|
From: Oscar B. <oba...@um...> - 2020-03-21 06:29:28
|
Hello, I have been trying to build a web scraping tool to obtain a string from a dynamically-loaded webpage. My objective was to obtain the string COC1=CC2=C(C=C1)NC3=C2CCNC3 from the section titled "Canonical SMILES" from the following website: https://pubchem.ncbi.nlm.nih.gov/compound/1868 Previously, I had working HTMLUnit code to access the above (thanks Ronald), but now the code is not working! Whereas before I would get printouts to the screen of my target information (COC1=CC2=C(C=C1)NC3=C2CCNC3 from the "Canonical Smiles" section of the above website - this information is displayed dynamically on the website), now instead, HTMLUnit returns the following error: *SEVERE: ReferenceError: "fetch" is not defined* Looking this error up, it seems this "fetch" has something to do with requests and responses across the network when accessing the webpage. In short, it seems like it's something implemented on the end of the owner of the web page, not something I can inadvertently modify, and viewing the webpage on a normal browser, the website looks fine, just as it always has in the past. Would someone please tell me what is going on here?
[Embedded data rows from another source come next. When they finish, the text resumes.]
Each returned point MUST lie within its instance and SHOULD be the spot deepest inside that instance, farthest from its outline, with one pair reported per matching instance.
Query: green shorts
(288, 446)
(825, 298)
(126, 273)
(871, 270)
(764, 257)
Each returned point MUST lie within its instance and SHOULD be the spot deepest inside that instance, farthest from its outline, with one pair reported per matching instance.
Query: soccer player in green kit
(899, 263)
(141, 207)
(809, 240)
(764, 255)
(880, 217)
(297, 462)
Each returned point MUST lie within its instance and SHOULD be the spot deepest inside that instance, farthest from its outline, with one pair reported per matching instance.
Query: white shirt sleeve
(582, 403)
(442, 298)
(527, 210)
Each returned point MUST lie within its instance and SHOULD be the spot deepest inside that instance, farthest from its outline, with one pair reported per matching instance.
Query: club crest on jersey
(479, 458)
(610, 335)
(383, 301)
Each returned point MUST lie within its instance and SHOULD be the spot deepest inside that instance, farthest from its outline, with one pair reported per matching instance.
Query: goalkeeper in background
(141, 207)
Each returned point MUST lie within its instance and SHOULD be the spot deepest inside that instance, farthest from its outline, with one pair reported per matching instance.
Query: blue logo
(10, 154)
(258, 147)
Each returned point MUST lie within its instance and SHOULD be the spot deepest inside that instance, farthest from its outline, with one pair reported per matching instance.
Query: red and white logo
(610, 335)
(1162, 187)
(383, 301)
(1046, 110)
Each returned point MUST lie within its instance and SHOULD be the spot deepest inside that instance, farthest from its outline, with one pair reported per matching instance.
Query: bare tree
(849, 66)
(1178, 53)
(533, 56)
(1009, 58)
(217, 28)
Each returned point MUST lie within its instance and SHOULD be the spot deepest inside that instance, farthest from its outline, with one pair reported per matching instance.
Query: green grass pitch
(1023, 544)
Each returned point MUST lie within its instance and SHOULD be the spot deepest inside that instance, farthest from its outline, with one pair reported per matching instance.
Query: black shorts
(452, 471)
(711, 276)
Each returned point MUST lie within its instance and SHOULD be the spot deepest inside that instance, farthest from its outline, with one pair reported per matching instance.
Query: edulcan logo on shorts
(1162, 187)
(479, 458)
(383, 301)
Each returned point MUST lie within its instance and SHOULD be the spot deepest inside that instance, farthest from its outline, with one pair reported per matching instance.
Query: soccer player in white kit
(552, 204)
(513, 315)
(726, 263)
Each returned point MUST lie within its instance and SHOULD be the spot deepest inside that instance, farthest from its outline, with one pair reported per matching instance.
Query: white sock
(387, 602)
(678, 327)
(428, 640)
The code was working perfectly one minute, but then yielded the above fetch error the next. Here is the main method of my previously functional code: public static void main(String[] args) throws Exception { String uri = "https://pubchem.ncbi.nlm.nih.gov/compound/1868"; try (final WebClient webClient = new WebClient(BrowserVersion.FIREFOX)) { // do not stop on js errors webClient.getOptions().setThrowExceptionOnScriptError(false); // do not log js errors (usually using this is a bad idea, at least // if you are hunting for problems). webClient.setJavaScriptErrorListener(new SilentJavaScriptErrorListener()); HtmlPage page = webClient.getPage(uri); webClient.waitForBackgroundJavaScriptStartingBefore(10_000); final DomNodeList<DomNode> divs = page.querySelectorAll("#Canonical-SMILES .section-content .section-content-item p"); for (DomNode div : divs) { System.out.println("----------------"); System.out.println(div.asXml()); System.out.println("----------------"); System.out.println(div.asText()); System.out.println("----------------"); } } } Oscar B. |
|
From: Ronald B. <rb...@rb...> - 2020-03-22 12:55:09
|
Hi Oscar,
that is not so uncommon. From time to time the providers are changing there web pages by using other js library or only newer versions.
In you case it look like the page js code is change and now uses the fetch api. This api is not supported b HtmlUnit at the moment.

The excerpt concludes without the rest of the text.